The blue curve being nonzero should be a dead giveaway...

Tim

[ZeroResistance]

Try .IC I(L1) 0 or however it's written.

The blue curve being nonzero should be a dead giveaway...

Tim

Thanks Tim, When I look at the Inductor current curve it is going to zero the scale being on the right hand side am I missing something 

[ZeroResistance]

Try .IC I(L1) 0 or however it's written.

The blue curve being nonzero should be a dead giveaway...

Tim

Yesss!!! you did it Tim!!   It works!! but due you think the current of around 3A seems valid?!

[T3sl4co1l]

Well, let's see.

You've got a series resonant tank circuit.  C = 1u, L = 8.2m, R = 1.  V(0) = 350, I(0) = 0.

The parameters are:
Resonant impedance Zo = sqrt(L/C) = sqrt(8200), about 90 ohms.
Resonant frequency, well I don't really care because it's on a scaled horizontal axis anyway.  But that's Fo = 1 / (2*pi*sqrt(L*C)) if you like.  (The exact frequency of zero crossings is the pseudofrequency: it's not a periodic system, because the amplitude is decaying between zeroes.  Usually, this has a damping term that decreases the frequency slightly.)
Q factor Zo / R = 90, which means it will decay by e in about 90 cycles.  Which... uh... hmm.

You didn't change the defaults, did you?

Yeah, LTSpice does that...

In fact, it's decayed that far in about 2.5 cycles, so the ESR + DCR total is around 36 ohms.  (Seems awfully high for defaults, but there may be a parallel equivalent instead.)

Anyway, since the resonant impedance is 90 ohms, we know the first quarter wave has to be a current maxima, where Ipk <= Vpk / Zo, or 3.89A.

It's actually more like 3.5A on the first peak, another indicator of circuit losses.

So the damping is wrong because of parasitics (and possibly numerical stability; try GEAR solver and RELTOL = 0.0001), but the peak values, early on, are consistent.

These calculators may be of relevance, too:
http://seventransistorlabs.com/Calc/RLC.html


Tim

[macboy]

I suspect that due to your initial condition of 350V across the cap (and therefore also across the L+R), that there is 350 A of current flowing through the L+R at the start. When LTSpice solves the initial dc operating point, inductors are removed and replaced with a short and capacitors are removed leaving an open circuit. This is going to result in quite some funny business. Plot the Current though the resistor or inductor, you will see it starting at 350 A. Of course that doesn't happen if you connect a 350 V cap across the inductor, since the inductor resists current change.

You could set up a voltage-controlled switch that is initially off, then have it turn on at some point and watch from there.

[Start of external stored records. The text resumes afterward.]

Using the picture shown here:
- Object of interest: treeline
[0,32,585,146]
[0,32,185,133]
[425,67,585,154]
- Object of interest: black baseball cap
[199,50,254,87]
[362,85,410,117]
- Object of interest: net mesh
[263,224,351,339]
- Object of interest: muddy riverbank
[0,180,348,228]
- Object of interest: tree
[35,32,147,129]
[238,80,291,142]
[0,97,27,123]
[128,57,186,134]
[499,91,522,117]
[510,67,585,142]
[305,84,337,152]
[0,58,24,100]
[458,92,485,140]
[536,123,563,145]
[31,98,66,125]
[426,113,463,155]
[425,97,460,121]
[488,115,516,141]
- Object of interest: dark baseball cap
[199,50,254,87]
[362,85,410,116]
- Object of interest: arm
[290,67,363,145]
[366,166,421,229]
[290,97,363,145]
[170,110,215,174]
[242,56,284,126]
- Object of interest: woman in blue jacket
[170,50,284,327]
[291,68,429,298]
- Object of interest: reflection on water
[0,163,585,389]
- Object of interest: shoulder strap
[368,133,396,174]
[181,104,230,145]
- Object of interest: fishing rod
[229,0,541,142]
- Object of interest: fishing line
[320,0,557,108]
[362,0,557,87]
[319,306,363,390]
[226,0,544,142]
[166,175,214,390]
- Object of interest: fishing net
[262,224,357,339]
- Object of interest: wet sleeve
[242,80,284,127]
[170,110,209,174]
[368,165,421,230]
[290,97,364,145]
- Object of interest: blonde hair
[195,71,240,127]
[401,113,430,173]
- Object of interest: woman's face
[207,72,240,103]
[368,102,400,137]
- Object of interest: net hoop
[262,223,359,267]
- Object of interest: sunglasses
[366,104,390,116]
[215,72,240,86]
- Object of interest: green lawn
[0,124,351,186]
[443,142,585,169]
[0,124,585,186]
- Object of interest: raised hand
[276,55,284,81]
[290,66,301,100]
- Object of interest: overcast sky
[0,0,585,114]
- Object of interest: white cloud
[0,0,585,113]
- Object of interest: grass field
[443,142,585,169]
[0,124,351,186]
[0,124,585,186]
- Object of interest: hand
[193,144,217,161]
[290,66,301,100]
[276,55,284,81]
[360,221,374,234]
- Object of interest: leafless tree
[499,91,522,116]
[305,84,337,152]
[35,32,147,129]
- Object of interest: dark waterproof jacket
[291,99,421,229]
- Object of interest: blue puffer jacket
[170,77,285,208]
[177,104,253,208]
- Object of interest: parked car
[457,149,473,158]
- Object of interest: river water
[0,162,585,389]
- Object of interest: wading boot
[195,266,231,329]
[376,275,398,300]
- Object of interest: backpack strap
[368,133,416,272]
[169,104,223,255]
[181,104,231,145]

The attached is closer to what you are expecting I think.

[ZeroResistance]

I suspect that due to your initial condition of 350V across the cap (and therefore also across the L+R), that there is 350 A of current flowing through the L+R at the start. When LTSpice solves the initial dc operating point, inductors are removed and replaced with a short and capacitors are removed leaving an open circuit. This is going to result in quite some funny business. Plot the Current though the resistor or inductor, you will see it starting at 350 A. Of course that doesn't happen if you connect a 350 V cap across the inductor, since the inductor resists current change.

You could set up a voltage-controlled switch that is initially off, then have it turn on at some point and watch from there. The attached is closer to what you are expecting I think.

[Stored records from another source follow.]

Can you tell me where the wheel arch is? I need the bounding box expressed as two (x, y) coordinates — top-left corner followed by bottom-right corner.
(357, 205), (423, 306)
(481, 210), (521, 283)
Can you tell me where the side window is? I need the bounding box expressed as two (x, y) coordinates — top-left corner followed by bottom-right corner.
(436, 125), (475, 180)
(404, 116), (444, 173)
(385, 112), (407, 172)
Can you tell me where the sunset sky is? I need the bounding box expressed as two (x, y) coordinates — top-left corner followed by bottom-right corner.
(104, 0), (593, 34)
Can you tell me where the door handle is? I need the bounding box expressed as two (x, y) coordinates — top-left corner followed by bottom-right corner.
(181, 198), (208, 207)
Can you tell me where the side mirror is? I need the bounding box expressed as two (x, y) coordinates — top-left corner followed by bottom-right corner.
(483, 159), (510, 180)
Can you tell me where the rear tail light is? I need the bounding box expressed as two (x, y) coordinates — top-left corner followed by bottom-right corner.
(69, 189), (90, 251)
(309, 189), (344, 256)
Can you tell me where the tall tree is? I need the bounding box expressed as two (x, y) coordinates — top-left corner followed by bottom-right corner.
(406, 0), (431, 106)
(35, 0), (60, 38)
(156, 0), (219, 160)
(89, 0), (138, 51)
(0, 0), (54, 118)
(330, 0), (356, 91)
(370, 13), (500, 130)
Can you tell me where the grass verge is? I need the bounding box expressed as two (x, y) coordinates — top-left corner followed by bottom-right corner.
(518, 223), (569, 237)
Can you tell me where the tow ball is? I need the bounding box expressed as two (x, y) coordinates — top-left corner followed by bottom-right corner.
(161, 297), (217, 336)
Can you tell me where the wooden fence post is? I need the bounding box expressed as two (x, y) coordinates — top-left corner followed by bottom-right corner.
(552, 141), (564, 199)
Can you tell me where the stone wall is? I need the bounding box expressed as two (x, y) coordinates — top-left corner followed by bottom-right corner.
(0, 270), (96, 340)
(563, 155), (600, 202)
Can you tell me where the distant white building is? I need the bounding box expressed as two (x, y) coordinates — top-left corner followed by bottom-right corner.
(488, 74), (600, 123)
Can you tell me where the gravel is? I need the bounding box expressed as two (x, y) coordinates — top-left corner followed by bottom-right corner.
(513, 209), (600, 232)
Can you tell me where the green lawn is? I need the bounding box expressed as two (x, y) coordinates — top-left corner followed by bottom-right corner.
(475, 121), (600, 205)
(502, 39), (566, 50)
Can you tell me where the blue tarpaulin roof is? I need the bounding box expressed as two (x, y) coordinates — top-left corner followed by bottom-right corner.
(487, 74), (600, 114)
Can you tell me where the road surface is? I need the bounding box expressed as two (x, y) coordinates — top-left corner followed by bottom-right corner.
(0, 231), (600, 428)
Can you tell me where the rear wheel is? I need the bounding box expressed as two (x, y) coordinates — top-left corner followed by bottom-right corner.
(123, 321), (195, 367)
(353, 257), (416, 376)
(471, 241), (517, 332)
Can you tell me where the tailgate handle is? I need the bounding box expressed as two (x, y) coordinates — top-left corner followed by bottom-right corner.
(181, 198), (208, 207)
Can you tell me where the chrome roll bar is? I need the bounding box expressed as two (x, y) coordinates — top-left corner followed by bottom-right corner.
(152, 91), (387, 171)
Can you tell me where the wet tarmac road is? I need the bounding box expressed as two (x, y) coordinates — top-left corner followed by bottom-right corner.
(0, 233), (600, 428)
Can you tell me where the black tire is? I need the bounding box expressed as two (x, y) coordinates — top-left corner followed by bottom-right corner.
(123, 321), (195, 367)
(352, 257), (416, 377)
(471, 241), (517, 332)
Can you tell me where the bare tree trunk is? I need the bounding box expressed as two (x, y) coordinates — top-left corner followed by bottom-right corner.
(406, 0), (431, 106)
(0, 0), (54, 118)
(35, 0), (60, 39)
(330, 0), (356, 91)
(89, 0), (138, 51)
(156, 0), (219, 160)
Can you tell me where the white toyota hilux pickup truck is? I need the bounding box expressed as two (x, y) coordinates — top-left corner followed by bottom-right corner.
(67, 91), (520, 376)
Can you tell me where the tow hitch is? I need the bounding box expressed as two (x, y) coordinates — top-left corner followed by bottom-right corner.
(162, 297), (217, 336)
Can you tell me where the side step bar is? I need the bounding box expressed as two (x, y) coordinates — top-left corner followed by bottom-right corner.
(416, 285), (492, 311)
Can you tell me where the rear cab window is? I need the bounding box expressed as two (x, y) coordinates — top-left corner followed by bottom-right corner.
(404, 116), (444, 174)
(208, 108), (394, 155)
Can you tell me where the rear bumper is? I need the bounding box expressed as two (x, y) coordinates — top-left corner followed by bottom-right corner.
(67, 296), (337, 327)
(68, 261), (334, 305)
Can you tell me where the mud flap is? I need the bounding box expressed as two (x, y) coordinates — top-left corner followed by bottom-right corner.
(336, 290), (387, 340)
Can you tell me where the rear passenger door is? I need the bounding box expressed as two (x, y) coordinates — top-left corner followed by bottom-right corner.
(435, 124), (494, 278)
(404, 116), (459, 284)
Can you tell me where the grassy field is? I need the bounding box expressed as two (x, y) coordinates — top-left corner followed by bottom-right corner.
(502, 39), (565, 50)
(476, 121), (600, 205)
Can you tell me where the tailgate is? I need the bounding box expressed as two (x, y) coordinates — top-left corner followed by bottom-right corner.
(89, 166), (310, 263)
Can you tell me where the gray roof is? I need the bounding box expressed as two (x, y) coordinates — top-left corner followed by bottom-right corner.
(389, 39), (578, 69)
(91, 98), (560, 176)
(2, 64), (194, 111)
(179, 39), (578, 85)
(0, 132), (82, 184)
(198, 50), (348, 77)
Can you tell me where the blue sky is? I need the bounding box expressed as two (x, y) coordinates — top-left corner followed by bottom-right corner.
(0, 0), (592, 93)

I like your idea however if you check this link https://www.eevblog.com/forum/beginners/ltspice-iv-cap-discharge-simulation/msg961626/#msg961626 you would find that
the current starts at zero as you would see in the attachment. Do you still find any other flaws in the circuit, what more I can I do to accurately model the discharge so that it is as close to real world practical build of the circuit.

It would be interesting to know what kind of currents you get in your circuit.
Thanks for giving another perspective!

ZR

[ZeroResistance]

You didn't change the defaults, did you?

These calculators may be of relevance, too:
http://seventransistorlabs.com/Calc/RLC.html

Tim

I don't know what defaults are but I did change the values and selected different capacitors and inductors  from different manufacturers. I only modified the capacitance and inductance values keeping other values as is.
Thanks for the calculators they look great!